The athlete apologized to her teams in Russia and the USA, to her parents and spouse. She was aware that people were talking about her as a “political pawn,” but distanced herself from such language, saying she hoped it wouldn’t matter in the court’s decision.
“I never wanted to hurt anyone, endanger the Russian people or break Russian laws,” she noted.
A member of her legal team, Alexander Boikov, had told the judge that Griner deserved to be acquitted despite her guilty plea and said prosecutors had proven no criminal intent. In addition, their rights were violated during the investigation and the trial.
“We know that drug laws in Russia are very strict,” Boikov said, “but Russia also cares about its prestige in sport.” Griner’s career has been a celebration of friendship between people, he continued. “She had many offers, but for some reason she chose cold Yekaterinburg because she knew how warmly she would be received there.”
Prosecutors allege that the 0.702 grams of cannabis found in the Griners’ luggage after it landed at Sheremetyevo International Airport in February was a “substantial amount”.
The Phoenix Mercury star testified that she used cannabis oil in the United States to treat chronic pain from injuries, but knew bringing cannabis into Russia was illegal. She said she flew to Russia despite warnings from the US State Department against such trips because she did not want to abandon her Russian team.
The Biden administration is facing massive public pressure to secure her release, a behind-the-scenes negotiation made significantly more difficult by the collapse in Washington-Moscow relations over the Ukraine war.
Secretary of State Antony Blinken spoke to Russian Foreign Minister Sergei Lavrov late last week, urging him to accept a deal involving Griner and former national security adviser Paul Whelan, an American serving a 16-year sentence in Russia. Whelan, who was arrested in 2018 and convicted of espionage in 2020, says he was framed.
Blinken, Lavrov discussed a possible prisoner swap for Griner, Whelan
The United States has declined to say whether the pair would be swapped for Russian Viktor Bout, an arms dealer arrested in a US Sting operation in Thailand in 2008.
The government’s announcement of the proposed deal appears to be an attempt to stem criticism of its handling of the Griner case. But the Kremlin has urged Washington to refrain from “megaphone diplomacy,” with Russian Foreign Ministry officials repeatedly warning that public appeals will not help their cause.

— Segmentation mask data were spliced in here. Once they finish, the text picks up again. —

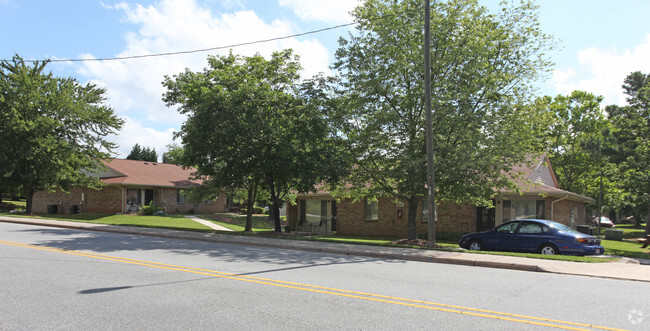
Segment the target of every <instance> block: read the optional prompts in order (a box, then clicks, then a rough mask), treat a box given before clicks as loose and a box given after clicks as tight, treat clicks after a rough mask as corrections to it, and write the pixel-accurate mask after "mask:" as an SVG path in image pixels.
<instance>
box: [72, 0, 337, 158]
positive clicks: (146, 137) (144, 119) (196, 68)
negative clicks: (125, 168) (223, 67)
mask: <svg viewBox="0 0 650 331" xmlns="http://www.w3.org/2000/svg"><path fill="white" fill-rule="evenodd" d="M104 7H105V8H107V9H108V10H119V11H123V12H124V14H125V18H124V20H125V21H126V23H129V24H133V25H135V26H137V27H138V30H136V31H130V32H129V33H127V34H126V35H125V41H126V46H125V49H124V50H123V51H121V52H120V53H119V54H116V56H117V57H127V56H136V55H143V54H157V53H166V52H176V51H187V50H196V49H206V48H213V47H218V46H228V45H235V44H240V43H243V42H250V41H257V40H263V39H269V38H274V37H281V36H287V35H292V34H295V33H296V31H294V28H295V25H294V24H292V23H291V22H288V21H282V20H275V21H272V22H265V21H263V20H262V19H261V18H260V17H259V16H258V15H257V14H256V13H255V12H253V11H250V10H239V11H235V12H230V13H224V14H219V15H216V14H214V13H213V12H212V11H211V10H210V9H208V8H205V7H202V6H201V5H199V4H197V2H196V1H195V0H161V1H159V2H156V3H154V4H152V5H149V6H142V5H130V4H126V3H120V4H117V5H113V6H106V5H104ZM284 48H293V49H294V51H295V53H296V54H298V55H300V58H301V64H302V66H303V68H305V71H304V72H303V77H311V76H313V75H315V74H317V73H318V72H325V73H329V67H328V66H329V63H330V59H329V56H330V55H329V53H328V51H327V49H326V48H325V47H324V46H323V45H322V44H321V43H320V42H318V41H316V40H313V39H312V40H301V41H299V40H297V39H295V38H290V39H283V40H278V41H272V42H267V43H258V44H253V45H248V46H242V47H237V48H234V49H233V52H234V53H236V54H242V55H253V54H255V53H260V54H261V55H263V56H266V57H269V56H270V55H271V54H272V53H273V52H274V51H279V50H281V49H284ZM228 52H229V49H223V50H214V51H209V52H199V53H192V54H182V55H174V56H160V57H149V58H141V59H131V60H114V61H106V60H104V61H90V62H84V63H83V64H82V65H81V67H79V69H78V72H79V74H80V75H82V76H84V77H86V78H87V79H88V80H91V81H93V82H95V83H98V84H99V85H102V86H104V87H105V88H106V90H107V97H108V104H109V105H110V106H111V107H113V108H114V109H115V111H116V113H117V114H118V115H119V116H120V117H123V118H128V119H129V122H128V125H126V127H125V129H124V130H123V131H122V133H121V134H120V137H118V138H117V139H118V141H119V143H120V145H121V147H120V152H121V153H122V154H124V152H125V150H124V149H125V148H126V149H127V150H126V153H127V154H128V152H129V151H130V148H131V146H133V144H135V143H139V144H140V145H143V146H149V147H156V151H160V154H162V151H164V150H159V147H160V146H162V147H164V145H165V144H168V143H169V142H171V132H172V131H173V129H178V128H180V125H181V123H182V122H183V120H184V116H182V115H180V114H178V112H177V111H176V109H175V108H167V107H166V106H165V105H164V103H163V102H162V94H163V93H164V92H165V89H164V88H163V86H162V84H161V82H162V81H163V79H164V78H163V77H164V76H165V75H169V76H173V75H174V74H178V73H180V72H182V71H183V70H184V69H185V68H190V70H193V71H198V70H201V69H202V68H204V67H205V65H206V58H207V55H208V54H227V53H228ZM82 57H84V58H93V57H94V56H93V55H92V54H84V55H82ZM123 156H124V155H123Z"/></svg>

John Kirby, spokesman for the US National Security Council, said Tuesday that the government would not negotiate publicly.

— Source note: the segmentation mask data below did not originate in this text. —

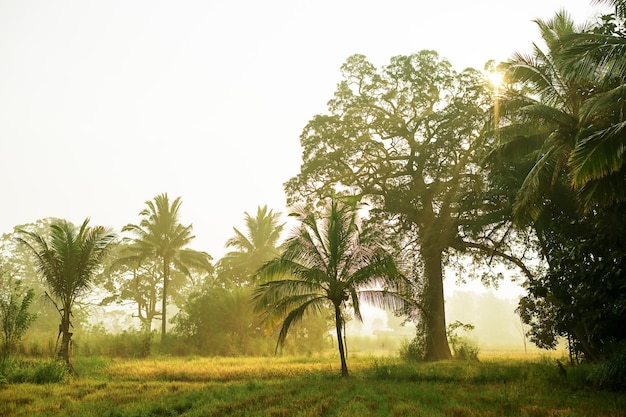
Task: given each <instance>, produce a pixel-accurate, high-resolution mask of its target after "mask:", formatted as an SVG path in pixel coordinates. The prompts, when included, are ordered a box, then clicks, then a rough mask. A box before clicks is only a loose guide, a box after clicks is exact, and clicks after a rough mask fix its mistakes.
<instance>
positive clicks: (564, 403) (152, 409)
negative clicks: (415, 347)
mask: <svg viewBox="0 0 626 417" xmlns="http://www.w3.org/2000/svg"><path fill="white" fill-rule="evenodd" d="M338 362H339V361H338V360H337V359H335V358H312V359H304V358H303V359H295V358H228V359H227V358H215V359H213V358H158V359H156V358H155V359H146V360H109V359H103V358H79V359H76V362H75V368H76V371H77V373H78V375H79V376H78V377H74V378H68V379H66V380H65V381H63V382H61V383H56V384H45V385H38V384H26V383H21V384H15V383H8V384H4V386H3V388H0V416H3V417H9V416H57V415H58V416H98V417H107V416H111V417H112V416H146V417H147V416H452V417H464V416H498V417H499V416H529V417H541V416H546V417H548V416H550V417H557V416H559V417H565V416H571V417H574V416H580V417H583V416H584V417H591V416H614V417H617V416H626V394H624V393H615V392H608V391H598V390H595V389H592V388H590V387H589V385H588V384H586V383H585V379H586V378H587V376H588V373H589V372H590V371H589V370H588V369H585V367H582V366H581V367H576V368H571V369H570V370H569V371H568V374H567V376H566V377H564V376H562V375H560V374H559V372H558V369H557V368H556V366H555V363H554V361H553V359H548V358H545V357H543V358H542V357H534V359H511V358H501V357H495V356H494V357H490V358H488V359H482V360H481V361H480V362H461V361H448V362H439V363H414V364H407V363H405V362H402V361H400V360H399V359H394V358H373V357H361V358H354V357H352V358H350V360H349V362H348V365H349V367H350V372H351V376H350V377H348V378H341V377H340V376H339V374H340V369H339V363H338Z"/></svg>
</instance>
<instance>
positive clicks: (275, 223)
mask: <svg viewBox="0 0 626 417" xmlns="http://www.w3.org/2000/svg"><path fill="white" fill-rule="evenodd" d="M245 222H246V229H247V233H243V232H241V231H239V230H238V229H237V228H235V227H233V230H234V232H235V236H233V237H231V238H230V239H228V241H227V242H226V247H228V248H234V249H235V250H234V251H231V252H228V253H227V254H226V255H224V257H223V258H222V259H221V260H220V267H221V270H222V274H224V275H227V278H228V279H229V281H230V282H232V281H233V280H234V281H236V282H238V283H246V282H250V280H251V279H252V278H253V276H254V273H255V272H256V270H257V269H258V268H259V267H260V266H261V265H263V264H264V263H265V262H267V261H269V260H270V259H273V258H275V257H276V256H278V255H279V250H278V247H277V245H278V240H279V239H280V234H281V232H282V230H283V228H284V226H285V225H284V223H282V224H280V223H279V222H280V213H274V212H273V210H269V211H268V209H267V206H263V207H260V206H259V207H258V209H257V214H256V216H255V217H252V216H251V215H250V214H248V213H247V212H246V213H245Z"/></svg>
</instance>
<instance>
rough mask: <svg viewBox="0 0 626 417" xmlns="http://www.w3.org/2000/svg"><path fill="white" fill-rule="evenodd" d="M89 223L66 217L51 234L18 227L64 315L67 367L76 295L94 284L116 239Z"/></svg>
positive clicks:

“We made a serious proposal, made a serious offer,” Kirby said. “And we call on the Russians to accept this offer because it was made sincerely and we know we can support it.”
In recent years, the United States has resisted Russian pressure to replace Bout given the seriousness of his offences. He was found guilty in New York in 2011 and later sentenced to 25 years in prison for conspiring to sell surface-to-air missiles, AK-47s and explosives to the Revolutionary Armed Forces of Colombia (FARC), even though he knew they were planning to shoot them down US helicopter.

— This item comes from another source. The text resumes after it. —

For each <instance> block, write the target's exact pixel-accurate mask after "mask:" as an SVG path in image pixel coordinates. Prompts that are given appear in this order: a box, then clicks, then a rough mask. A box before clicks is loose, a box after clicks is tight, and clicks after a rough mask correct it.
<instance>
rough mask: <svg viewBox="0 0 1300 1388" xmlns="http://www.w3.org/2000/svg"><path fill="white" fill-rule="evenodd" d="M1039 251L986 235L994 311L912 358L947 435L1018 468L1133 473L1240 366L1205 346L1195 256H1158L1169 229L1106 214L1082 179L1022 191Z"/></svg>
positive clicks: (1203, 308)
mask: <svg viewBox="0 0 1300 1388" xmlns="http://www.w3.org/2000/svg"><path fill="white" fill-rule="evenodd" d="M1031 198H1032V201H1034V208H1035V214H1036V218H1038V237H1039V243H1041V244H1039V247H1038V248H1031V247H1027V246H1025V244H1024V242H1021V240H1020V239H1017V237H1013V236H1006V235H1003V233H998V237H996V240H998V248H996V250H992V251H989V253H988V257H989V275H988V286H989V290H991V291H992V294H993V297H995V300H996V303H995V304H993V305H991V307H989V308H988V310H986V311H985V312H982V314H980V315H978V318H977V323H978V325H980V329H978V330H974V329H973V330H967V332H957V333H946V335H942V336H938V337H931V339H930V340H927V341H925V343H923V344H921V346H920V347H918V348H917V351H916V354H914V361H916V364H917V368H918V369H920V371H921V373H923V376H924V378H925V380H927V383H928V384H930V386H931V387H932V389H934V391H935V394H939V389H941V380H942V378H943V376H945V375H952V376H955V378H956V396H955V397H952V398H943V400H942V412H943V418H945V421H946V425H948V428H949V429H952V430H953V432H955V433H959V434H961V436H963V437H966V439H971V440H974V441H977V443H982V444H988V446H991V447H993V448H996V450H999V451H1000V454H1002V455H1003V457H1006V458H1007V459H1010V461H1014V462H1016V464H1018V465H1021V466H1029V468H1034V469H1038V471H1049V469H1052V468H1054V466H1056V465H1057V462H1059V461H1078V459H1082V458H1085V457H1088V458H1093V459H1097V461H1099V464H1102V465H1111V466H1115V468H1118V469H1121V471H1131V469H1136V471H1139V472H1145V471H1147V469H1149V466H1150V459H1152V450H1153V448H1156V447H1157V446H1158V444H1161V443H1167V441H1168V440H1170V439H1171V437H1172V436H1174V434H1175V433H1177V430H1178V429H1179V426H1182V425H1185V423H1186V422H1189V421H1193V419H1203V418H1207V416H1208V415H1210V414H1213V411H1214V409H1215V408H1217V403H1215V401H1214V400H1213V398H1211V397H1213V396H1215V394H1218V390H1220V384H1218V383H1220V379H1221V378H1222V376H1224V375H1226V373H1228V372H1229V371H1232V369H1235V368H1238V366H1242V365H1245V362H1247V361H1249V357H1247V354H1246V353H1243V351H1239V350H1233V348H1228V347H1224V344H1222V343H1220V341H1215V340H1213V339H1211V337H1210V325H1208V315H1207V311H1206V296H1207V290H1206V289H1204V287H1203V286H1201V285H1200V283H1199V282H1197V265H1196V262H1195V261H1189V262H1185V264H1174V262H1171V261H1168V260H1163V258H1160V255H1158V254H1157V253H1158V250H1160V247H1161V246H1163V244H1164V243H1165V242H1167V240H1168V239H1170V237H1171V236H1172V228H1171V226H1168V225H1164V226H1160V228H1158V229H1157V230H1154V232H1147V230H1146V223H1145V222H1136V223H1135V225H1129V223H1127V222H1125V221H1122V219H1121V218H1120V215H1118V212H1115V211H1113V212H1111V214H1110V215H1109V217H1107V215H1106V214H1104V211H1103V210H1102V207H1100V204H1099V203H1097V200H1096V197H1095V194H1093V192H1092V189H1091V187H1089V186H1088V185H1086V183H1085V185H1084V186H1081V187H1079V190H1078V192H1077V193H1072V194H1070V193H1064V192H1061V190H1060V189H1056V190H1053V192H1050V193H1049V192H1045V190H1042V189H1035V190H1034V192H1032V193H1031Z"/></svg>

A deal to bring Bout home would be a major political victory for Russian President Vladimir Putin, who is signaling to his home audience that despite unprecedented Western criticism and sanctions, he still has the clout to force the White House into negotiations with him .
Bloomberg has reported that Moscow may seek the release of a wealthy Russian businessman close to the Kremlin, Vladislav Klyushin, who appeared in a Boston court in January over an alleged $82 million insider trading scam, as part of an exchange pleaded not guilty. Klyushin claimed the case against him was “politically motivated” because of his ties to the Russian government.